Куплю тебя дорого Кукла (СИ) - Штогрина Анна. Страница 31
Несколько моих пробуждений были подобно дежавю. Все повторялось по накатанной. Я уже откровенно заебался, что меня усыпляют, как бешенного пса.
Поэтому, когда я в очередной раз очнулся, спустя несколько дней, и сука в белом халате сразу схватилась за шприц со снотворным, я поспешил ее осадить.
- Бля. Угомонись. Я не встаю. Уговорила,- лежал и медленно приходил в себя, подкапливая силы.
- Это хорошо. Потому что вам нельзя еще двигаться. Врач и ваш брат, Рамазан Юсупов, дали мне четкие указания, не позволять вам шевелиться.
- Понял уже, что брат постарался!- гневно рыкнул я,- Позови мне моих охранников,- скомандовал я. Был уверен, что за дверью есть дежурные.

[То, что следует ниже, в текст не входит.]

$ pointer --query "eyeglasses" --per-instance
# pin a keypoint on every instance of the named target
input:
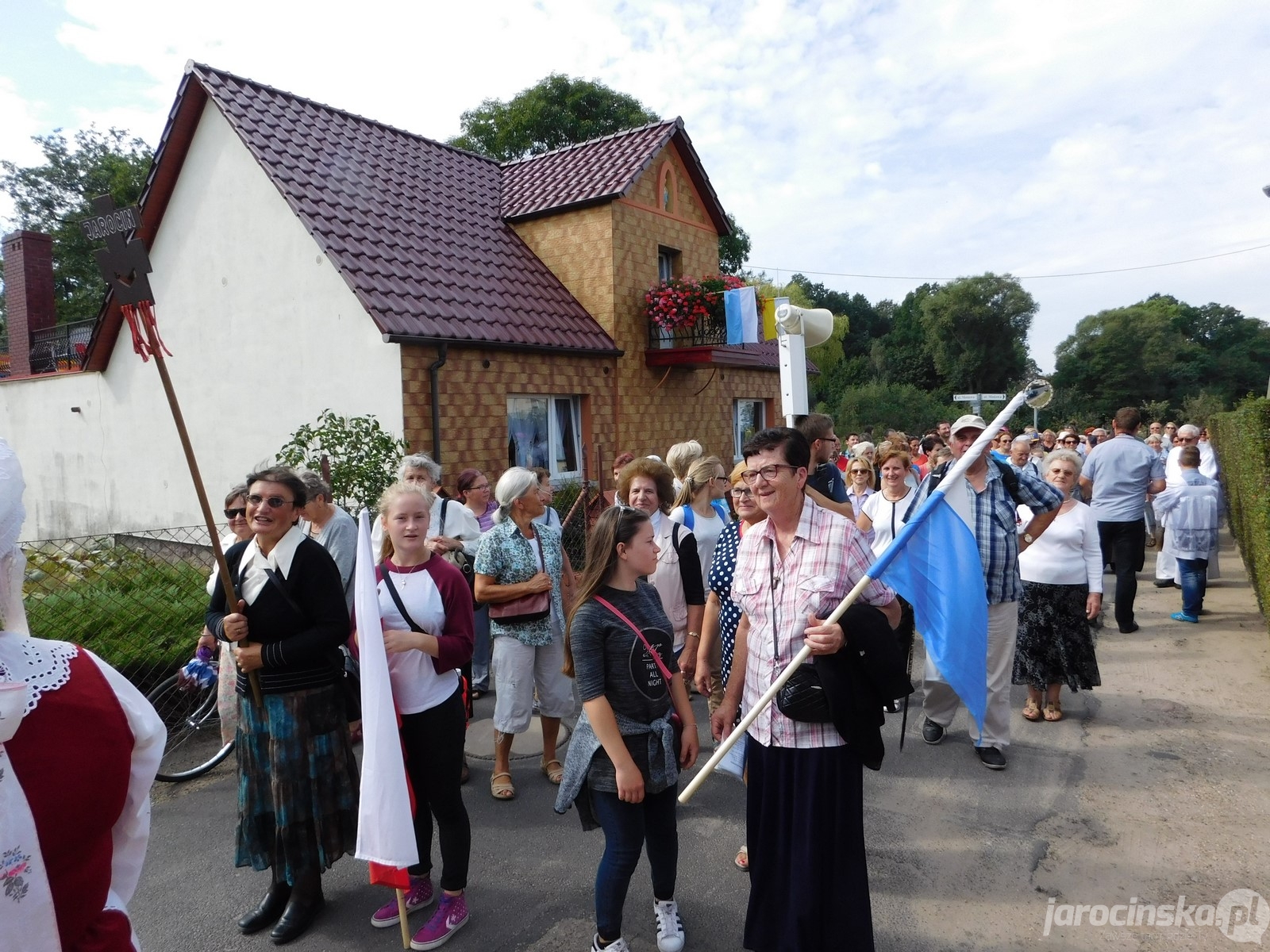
(768, 473)
(273, 501)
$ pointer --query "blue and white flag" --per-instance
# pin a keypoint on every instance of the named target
(935, 564)
(741, 309)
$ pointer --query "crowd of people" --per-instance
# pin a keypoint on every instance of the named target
(700, 578)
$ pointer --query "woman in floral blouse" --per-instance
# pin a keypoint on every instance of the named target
(520, 559)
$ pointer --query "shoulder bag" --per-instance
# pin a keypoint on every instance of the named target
(526, 608)
(676, 721)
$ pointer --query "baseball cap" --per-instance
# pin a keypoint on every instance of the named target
(967, 422)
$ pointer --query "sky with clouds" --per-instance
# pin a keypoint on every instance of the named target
(918, 139)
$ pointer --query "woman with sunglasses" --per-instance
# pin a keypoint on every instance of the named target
(860, 486)
(298, 778)
(723, 615)
(624, 763)
(226, 677)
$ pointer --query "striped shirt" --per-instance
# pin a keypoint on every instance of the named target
(827, 558)
(995, 522)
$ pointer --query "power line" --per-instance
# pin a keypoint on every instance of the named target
(1020, 277)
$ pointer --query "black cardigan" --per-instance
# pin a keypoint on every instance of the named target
(300, 651)
(867, 673)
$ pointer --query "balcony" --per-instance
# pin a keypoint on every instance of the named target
(59, 349)
(704, 344)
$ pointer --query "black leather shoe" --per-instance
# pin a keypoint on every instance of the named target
(268, 912)
(992, 758)
(298, 917)
(931, 731)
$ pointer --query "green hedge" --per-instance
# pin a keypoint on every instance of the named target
(1242, 443)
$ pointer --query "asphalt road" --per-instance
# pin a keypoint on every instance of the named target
(1153, 785)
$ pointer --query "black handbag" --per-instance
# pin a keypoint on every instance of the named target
(803, 697)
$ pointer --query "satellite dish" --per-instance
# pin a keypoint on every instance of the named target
(816, 325)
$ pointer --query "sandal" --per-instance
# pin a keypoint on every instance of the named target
(501, 790)
(554, 774)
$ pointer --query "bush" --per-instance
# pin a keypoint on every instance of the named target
(1242, 442)
(140, 613)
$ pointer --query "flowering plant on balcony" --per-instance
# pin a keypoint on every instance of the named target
(679, 304)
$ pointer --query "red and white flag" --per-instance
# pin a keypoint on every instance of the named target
(385, 816)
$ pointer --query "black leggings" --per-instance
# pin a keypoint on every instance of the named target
(433, 743)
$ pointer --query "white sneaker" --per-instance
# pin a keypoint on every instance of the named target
(618, 945)
(670, 926)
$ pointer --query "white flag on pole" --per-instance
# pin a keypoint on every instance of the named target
(385, 824)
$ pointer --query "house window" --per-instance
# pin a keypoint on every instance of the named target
(667, 263)
(747, 419)
(545, 431)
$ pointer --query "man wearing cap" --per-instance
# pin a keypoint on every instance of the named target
(987, 505)
(1118, 475)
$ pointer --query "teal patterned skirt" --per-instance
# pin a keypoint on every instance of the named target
(298, 782)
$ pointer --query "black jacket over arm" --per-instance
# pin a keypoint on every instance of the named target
(869, 672)
(302, 640)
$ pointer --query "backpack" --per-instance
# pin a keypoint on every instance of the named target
(1009, 478)
(690, 518)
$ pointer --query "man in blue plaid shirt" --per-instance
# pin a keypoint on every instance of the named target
(984, 503)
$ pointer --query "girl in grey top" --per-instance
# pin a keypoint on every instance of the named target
(622, 763)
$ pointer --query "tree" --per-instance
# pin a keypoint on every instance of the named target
(364, 456)
(977, 332)
(55, 196)
(733, 248)
(1161, 352)
(556, 112)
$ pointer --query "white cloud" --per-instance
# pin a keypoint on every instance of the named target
(906, 137)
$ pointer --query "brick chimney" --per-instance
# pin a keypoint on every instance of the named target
(29, 287)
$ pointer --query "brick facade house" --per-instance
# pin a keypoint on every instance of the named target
(308, 258)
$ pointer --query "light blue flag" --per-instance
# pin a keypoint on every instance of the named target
(741, 309)
(935, 564)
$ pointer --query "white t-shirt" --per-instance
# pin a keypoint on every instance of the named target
(416, 683)
(887, 517)
(706, 532)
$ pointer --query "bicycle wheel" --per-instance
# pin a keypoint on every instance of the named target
(194, 725)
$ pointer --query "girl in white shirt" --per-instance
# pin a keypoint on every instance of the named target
(427, 613)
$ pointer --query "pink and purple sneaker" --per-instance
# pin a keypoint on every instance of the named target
(451, 916)
(421, 895)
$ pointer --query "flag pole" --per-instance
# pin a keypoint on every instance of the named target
(1037, 390)
(178, 418)
(402, 918)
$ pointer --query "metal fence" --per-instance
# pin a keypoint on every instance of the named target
(137, 600)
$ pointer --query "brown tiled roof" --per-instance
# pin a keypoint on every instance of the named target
(600, 171)
(413, 225)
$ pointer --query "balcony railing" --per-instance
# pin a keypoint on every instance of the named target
(708, 332)
(60, 348)
(52, 349)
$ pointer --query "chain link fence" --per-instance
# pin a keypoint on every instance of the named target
(137, 600)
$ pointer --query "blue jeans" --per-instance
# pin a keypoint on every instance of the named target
(482, 651)
(628, 828)
(1194, 575)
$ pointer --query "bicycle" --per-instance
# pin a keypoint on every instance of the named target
(194, 727)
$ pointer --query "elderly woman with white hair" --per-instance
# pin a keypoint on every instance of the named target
(1062, 575)
(520, 570)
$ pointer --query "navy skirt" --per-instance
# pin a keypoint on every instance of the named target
(806, 831)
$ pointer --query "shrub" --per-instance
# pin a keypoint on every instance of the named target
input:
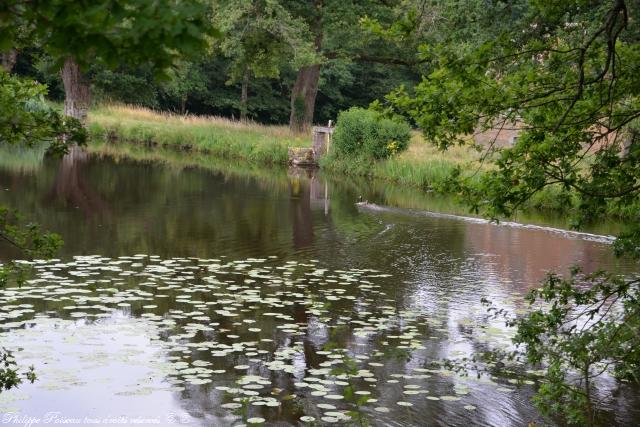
(359, 131)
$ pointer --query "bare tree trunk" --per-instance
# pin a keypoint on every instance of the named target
(9, 59)
(244, 96)
(77, 91)
(304, 91)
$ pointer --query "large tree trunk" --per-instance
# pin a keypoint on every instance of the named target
(303, 98)
(244, 96)
(8, 59)
(303, 94)
(77, 91)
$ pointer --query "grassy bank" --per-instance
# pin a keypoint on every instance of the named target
(421, 166)
(217, 136)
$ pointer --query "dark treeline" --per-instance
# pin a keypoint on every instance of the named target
(203, 87)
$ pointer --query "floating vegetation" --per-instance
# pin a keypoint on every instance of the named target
(327, 346)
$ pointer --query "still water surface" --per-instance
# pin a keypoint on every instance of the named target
(199, 296)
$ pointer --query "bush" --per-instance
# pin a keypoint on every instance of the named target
(366, 132)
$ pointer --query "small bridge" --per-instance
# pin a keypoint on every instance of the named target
(320, 146)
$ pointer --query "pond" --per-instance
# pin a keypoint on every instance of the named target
(225, 295)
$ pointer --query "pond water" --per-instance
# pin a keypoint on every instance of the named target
(221, 296)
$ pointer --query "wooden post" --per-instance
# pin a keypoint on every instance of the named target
(321, 140)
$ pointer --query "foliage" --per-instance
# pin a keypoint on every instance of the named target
(213, 135)
(360, 131)
(26, 119)
(585, 325)
(566, 73)
(261, 37)
(109, 32)
(9, 375)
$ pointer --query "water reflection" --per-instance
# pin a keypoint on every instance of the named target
(439, 267)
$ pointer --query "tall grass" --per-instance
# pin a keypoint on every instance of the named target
(421, 165)
(218, 136)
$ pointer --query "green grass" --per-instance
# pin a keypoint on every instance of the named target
(213, 135)
(421, 165)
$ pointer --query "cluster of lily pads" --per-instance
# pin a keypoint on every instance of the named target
(269, 337)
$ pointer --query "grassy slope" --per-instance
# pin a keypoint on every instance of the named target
(214, 135)
(420, 166)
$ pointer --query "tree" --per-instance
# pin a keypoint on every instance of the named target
(568, 72)
(261, 38)
(108, 32)
(337, 36)
(25, 119)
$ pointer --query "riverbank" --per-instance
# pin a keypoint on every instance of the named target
(217, 136)
(422, 166)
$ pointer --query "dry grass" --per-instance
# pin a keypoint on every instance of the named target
(218, 136)
(140, 114)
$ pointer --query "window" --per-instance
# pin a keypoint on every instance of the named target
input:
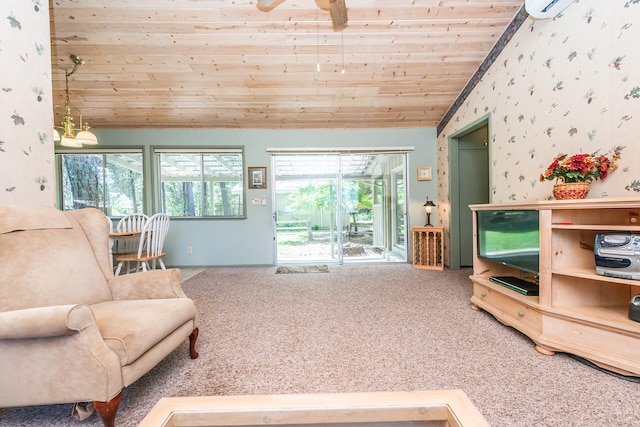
(110, 180)
(201, 182)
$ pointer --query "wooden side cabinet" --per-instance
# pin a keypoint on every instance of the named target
(578, 310)
(428, 248)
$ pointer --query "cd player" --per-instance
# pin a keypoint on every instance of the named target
(618, 255)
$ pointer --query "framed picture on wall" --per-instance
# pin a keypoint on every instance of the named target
(424, 173)
(257, 177)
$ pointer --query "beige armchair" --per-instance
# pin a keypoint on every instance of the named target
(69, 330)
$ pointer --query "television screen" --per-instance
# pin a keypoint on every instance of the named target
(510, 237)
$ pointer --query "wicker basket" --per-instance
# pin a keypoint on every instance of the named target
(571, 190)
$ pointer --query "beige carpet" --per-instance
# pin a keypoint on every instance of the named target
(365, 328)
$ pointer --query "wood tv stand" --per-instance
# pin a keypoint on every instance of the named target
(578, 311)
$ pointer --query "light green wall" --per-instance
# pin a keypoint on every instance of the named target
(249, 241)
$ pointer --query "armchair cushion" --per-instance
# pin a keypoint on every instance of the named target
(61, 307)
(130, 328)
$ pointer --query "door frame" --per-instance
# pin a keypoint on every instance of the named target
(454, 184)
(404, 151)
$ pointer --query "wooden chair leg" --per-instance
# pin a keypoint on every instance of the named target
(192, 343)
(108, 410)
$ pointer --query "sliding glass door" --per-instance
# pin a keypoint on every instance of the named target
(339, 207)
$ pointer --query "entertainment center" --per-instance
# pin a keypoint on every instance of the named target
(576, 310)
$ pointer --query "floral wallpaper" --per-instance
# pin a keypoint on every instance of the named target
(565, 85)
(26, 116)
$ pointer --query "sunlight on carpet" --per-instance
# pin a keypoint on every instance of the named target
(283, 269)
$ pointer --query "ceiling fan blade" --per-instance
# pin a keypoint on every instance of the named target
(338, 14)
(267, 5)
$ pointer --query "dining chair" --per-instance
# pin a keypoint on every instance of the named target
(130, 223)
(150, 247)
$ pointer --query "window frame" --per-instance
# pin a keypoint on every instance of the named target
(61, 151)
(156, 152)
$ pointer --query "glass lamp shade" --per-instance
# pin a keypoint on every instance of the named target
(86, 137)
(67, 141)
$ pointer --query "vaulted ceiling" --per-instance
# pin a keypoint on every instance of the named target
(226, 64)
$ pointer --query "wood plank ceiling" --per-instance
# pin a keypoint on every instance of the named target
(226, 64)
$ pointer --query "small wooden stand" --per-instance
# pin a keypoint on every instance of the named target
(428, 248)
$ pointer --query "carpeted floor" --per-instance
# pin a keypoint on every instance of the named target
(364, 328)
(291, 269)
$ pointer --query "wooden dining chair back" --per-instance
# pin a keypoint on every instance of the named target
(150, 247)
(129, 223)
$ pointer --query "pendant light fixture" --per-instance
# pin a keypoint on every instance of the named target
(69, 137)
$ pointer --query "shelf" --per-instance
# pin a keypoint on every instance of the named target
(590, 274)
(597, 227)
(615, 318)
(528, 300)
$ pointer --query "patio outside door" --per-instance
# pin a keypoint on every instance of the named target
(339, 208)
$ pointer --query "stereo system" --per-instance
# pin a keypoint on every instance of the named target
(618, 255)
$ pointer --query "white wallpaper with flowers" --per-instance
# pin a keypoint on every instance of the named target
(565, 85)
(26, 116)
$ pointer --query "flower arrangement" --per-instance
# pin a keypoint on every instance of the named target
(582, 167)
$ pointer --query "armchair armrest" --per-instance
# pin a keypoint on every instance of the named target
(154, 284)
(44, 322)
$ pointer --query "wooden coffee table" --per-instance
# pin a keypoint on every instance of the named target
(422, 408)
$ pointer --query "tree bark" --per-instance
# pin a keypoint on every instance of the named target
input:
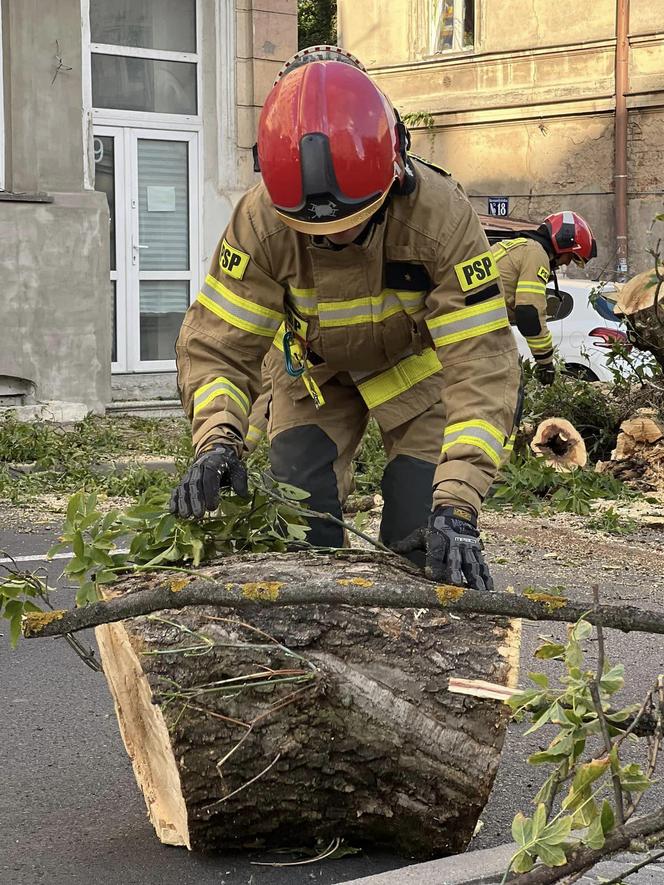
(337, 721)
(296, 579)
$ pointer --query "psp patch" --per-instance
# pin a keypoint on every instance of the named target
(477, 271)
(232, 261)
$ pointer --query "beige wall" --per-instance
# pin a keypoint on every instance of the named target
(529, 113)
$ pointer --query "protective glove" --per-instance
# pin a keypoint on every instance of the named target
(545, 374)
(198, 491)
(453, 549)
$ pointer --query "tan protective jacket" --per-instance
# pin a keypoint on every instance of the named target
(422, 291)
(524, 270)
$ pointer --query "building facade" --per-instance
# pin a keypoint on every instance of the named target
(518, 100)
(126, 129)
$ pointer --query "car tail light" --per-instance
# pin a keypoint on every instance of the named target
(609, 337)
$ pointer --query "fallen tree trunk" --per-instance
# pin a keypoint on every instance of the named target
(277, 727)
(641, 302)
(341, 578)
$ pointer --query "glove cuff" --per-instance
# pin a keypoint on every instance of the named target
(467, 515)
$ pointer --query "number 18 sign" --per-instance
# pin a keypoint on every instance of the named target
(499, 206)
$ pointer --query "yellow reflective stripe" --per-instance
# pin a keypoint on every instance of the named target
(254, 434)
(536, 288)
(369, 309)
(540, 343)
(238, 311)
(400, 378)
(220, 387)
(279, 337)
(478, 319)
(243, 302)
(478, 433)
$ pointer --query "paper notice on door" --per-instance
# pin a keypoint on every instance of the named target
(161, 199)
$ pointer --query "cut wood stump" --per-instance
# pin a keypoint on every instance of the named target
(638, 457)
(281, 727)
(560, 444)
(641, 302)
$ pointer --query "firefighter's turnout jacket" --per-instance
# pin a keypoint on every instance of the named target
(524, 270)
(420, 292)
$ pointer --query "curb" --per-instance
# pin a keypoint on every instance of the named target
(483, 867)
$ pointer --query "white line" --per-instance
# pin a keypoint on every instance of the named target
(43, 557)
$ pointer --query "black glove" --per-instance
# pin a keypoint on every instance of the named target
(545, 374)
(198, 491)
(453, 548)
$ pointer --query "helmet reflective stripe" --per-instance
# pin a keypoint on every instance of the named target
(325, 52)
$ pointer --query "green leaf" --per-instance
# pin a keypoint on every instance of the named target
(521, 829)
(582, 630)
(522, 862)
(15, 628)
(607, 817)
(551, 855)
(557, 831)
(539, 820)
(594, 837)
(78, 545)
(613, 680)
(549, 651)
(633, 779)
(74, 506)
(540, 679)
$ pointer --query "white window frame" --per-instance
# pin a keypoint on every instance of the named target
(2, 113)
(128, 275)
(457, 35)
(182, 126)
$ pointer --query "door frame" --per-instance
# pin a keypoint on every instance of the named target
(127, 275)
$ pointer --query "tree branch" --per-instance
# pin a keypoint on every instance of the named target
(585, 858)
(311, 578)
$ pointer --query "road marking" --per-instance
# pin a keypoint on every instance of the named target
(43, 557)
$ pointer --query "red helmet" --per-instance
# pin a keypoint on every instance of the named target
(330, 144)
(570, 232)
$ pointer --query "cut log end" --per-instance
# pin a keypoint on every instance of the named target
(560, 444)
(312, 723)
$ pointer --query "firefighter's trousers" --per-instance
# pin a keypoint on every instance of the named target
(313, 449)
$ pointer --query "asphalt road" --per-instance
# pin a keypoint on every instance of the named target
(71, 812)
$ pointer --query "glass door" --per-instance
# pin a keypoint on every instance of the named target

Девка посомневалась секунду, но спорить не стала. Знает, что скоро я встану и ей будет хана за неподчинение.
Она выпорхнула за дверь и вскоре вместо нее показалась протокольная морда Дэна.
- Как я рад, Шамиль Амирович,- начал с порога мой верный соратник.
Я махнул рукой. Мне его приветствия похрену.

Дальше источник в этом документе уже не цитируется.